CHAPTER 4 : No Man's Castle









"Haa...! Mudahnya. Kami ada 20 orang lebih... Kalian cuma berdua bisa apa?" Kata Ketua mereka, seorang dengan ikat kepala hitam bergambar tengkorak. "Cepat jarah apa saja yang mereka punya!"

Lalu anak buahnya melakukannya dengan tangan lambat.

"Cepetan!" Bentak ketuanya.

"Halah... Sok-sok an jadi pemimpin kami. Kamu tuh sama seperti kami. Gak berhak ngatur-ngatur kami kayak kapten." Keluh salah satu anak buahnya, sambil mau tidak mau melakukan apa yang ketuanya pinta.

"Kalian semua tahu kan! Kapten kita sudah tiada."

"Apaan gak ada? Dia dalem kastil itu tuh. Kesurupan atau apa enggak ngerti juga." Keluh anak buah yang lainnya.

"Kalian semua gak ada yang berani mastiin? Kapten kita masih selamat atau tidak."

"Enggak ah... Kastil itu angker, ngeri!"

"Yaudah! Pokoknya selama kapten tidak bersama kita, anggap saja dia sudah gak ada! Aku kapten kalian sekarang."

"Apes banget, kita harus bertahan hidup di hutan ini. Menanti kejelasan kapten kita masih bernyawa atau tidak." Keluh yang lainnya lagi.

"Terus, gak pernah ada yang nunjuk kamu jadi kapten. Tahu-tahu aja kamu ngatur-ngatur kami."

"Kalau gitu disini ada yang bisa mimpin? Sini, coba gantiin aku!"

Lalu semuanya tak merespon, sambil mau gak mau melanjutkan pekerjaannya, menjarah Aldridge dan Chaos.

"Tuh! Tak ada yang mau kan? Makanya, sudah! Nurut aja!"

Tak berapa lama, Ketuanya mengeluarkan sebuah pedang golok besar.

"Mumpung mereka masih belum sadar, harus dihilangkan dulu nyawanya. HYAA!"

DESSSTT !!

"Ehh!!?" Wajah ketuanya langsung pucat ketika pedangnya tertahan sesuatu. "K-Kenapa?"

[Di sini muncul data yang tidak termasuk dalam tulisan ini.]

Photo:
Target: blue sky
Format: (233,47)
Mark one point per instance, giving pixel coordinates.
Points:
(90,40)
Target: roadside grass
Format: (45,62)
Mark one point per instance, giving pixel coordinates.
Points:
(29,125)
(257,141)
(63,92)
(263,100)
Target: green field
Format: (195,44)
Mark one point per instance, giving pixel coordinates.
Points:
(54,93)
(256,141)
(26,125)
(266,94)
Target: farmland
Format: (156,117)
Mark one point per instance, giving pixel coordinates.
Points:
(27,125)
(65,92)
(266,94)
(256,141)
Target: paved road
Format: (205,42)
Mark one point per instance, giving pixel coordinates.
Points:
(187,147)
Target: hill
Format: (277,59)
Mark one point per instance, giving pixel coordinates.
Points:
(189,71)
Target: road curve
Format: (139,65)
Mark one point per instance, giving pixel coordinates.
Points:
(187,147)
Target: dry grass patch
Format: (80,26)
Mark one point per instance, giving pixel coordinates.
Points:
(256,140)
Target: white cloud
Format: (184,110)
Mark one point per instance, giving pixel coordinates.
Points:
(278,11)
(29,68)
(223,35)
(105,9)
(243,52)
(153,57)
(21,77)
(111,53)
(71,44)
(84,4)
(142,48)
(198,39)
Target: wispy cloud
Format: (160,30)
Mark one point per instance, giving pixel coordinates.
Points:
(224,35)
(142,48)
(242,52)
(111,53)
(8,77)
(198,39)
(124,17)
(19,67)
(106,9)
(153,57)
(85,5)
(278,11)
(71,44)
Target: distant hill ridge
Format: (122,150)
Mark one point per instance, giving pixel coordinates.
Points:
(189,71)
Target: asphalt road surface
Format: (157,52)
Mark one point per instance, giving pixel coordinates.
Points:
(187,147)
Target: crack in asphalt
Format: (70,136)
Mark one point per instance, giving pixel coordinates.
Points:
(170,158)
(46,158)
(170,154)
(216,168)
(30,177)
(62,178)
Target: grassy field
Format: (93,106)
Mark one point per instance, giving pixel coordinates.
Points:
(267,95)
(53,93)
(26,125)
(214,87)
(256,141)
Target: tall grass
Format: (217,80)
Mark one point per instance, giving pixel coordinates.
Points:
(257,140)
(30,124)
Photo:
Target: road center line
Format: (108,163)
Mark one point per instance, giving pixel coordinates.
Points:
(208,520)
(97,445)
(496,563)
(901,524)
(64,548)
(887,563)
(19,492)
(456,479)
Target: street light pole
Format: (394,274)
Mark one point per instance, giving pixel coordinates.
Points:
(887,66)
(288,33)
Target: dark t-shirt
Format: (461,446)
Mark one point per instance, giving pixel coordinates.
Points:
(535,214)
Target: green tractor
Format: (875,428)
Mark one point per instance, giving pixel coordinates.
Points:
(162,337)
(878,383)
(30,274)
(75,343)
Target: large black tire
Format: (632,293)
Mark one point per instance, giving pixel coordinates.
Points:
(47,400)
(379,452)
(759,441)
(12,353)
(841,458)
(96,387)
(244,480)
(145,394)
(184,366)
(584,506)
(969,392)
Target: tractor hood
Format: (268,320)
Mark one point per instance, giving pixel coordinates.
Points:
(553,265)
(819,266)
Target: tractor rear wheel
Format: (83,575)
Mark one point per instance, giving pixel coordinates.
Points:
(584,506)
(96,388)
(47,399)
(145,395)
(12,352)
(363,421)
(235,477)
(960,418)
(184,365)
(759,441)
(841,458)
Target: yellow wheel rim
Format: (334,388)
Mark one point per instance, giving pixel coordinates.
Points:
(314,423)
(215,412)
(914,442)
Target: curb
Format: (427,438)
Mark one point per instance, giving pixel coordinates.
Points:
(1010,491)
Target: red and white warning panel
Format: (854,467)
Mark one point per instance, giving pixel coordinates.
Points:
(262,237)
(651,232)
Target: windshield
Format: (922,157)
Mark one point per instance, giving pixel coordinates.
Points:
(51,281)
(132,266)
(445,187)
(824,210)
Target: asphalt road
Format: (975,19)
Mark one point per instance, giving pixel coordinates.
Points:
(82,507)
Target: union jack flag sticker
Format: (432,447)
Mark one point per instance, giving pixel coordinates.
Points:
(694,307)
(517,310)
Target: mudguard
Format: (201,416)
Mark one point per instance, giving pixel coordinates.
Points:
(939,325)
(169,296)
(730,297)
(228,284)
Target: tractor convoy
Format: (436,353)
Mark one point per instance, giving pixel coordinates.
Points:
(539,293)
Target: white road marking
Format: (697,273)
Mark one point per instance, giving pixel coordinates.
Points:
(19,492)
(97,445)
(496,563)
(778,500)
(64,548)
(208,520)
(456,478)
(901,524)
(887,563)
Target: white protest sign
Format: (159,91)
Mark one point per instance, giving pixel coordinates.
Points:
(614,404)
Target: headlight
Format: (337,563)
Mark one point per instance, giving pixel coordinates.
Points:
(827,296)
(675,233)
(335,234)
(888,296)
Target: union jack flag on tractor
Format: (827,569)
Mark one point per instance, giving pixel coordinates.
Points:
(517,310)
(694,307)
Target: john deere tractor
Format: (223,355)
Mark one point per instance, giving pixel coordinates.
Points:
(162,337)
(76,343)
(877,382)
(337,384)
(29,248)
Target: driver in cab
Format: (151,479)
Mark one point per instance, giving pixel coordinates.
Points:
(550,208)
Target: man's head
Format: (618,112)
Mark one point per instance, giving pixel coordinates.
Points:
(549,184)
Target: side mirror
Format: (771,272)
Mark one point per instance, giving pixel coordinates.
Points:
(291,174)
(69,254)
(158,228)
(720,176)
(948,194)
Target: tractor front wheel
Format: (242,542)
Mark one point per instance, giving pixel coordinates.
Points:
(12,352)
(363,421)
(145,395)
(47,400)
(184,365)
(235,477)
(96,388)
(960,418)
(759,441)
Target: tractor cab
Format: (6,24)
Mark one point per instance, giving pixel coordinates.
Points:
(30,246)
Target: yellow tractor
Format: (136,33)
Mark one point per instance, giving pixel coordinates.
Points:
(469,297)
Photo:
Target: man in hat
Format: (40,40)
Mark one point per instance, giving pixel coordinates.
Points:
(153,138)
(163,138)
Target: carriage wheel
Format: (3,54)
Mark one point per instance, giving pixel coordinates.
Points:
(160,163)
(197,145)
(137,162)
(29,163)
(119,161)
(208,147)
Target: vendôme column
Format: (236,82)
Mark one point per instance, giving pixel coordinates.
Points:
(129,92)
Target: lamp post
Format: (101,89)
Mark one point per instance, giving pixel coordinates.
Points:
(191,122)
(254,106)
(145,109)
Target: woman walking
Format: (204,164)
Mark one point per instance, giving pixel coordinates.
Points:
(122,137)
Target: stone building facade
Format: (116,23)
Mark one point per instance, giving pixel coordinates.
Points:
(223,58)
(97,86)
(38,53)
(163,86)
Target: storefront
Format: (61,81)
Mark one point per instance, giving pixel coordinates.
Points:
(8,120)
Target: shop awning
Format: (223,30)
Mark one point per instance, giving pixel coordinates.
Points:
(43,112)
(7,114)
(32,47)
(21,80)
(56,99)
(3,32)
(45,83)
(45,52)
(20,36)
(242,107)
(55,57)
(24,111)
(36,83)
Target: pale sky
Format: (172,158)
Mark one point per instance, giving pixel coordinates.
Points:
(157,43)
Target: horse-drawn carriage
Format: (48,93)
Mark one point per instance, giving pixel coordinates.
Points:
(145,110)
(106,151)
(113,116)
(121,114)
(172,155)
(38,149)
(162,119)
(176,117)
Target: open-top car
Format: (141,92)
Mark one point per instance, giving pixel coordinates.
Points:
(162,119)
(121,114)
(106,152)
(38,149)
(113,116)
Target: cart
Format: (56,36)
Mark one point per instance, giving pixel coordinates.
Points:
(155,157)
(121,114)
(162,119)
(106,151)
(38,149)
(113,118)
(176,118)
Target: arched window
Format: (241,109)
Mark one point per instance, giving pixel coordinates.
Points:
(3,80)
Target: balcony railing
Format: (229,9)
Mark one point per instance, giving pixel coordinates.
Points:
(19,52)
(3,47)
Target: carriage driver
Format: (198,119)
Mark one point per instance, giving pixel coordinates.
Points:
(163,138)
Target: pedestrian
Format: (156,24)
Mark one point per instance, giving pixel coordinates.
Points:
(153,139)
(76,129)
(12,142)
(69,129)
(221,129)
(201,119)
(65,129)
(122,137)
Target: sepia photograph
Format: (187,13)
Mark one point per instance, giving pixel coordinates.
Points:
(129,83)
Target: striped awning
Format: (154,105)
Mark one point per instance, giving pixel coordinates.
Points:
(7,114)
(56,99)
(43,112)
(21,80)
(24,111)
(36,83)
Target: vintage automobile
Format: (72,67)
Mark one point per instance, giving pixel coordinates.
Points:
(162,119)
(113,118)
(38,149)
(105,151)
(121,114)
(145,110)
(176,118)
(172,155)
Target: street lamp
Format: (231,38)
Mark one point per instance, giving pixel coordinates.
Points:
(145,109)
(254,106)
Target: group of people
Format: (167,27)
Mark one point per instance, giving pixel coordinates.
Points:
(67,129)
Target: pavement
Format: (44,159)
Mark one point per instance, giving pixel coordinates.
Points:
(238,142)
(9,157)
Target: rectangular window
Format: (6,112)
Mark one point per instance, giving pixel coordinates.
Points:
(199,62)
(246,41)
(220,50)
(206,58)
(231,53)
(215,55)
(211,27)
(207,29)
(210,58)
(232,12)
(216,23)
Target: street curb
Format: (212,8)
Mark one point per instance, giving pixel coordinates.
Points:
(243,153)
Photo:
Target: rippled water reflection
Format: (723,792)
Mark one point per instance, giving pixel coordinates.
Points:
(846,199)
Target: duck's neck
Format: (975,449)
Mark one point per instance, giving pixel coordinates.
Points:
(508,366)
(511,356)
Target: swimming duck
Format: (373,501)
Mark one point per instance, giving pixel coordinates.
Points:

Setelah diperhatikan lebih dalam, Pedang golok itu di genggam erat-erat oleh tangan kanan Chaos yang terbungkus api, hingga seluruh besi pedangnya menjadi panas dan mulai retak.

"Hah... Hah... Racun pelumpuh seperti ini, Hah... Hah... Tak akan bertahan lama bagi Klan Lodier."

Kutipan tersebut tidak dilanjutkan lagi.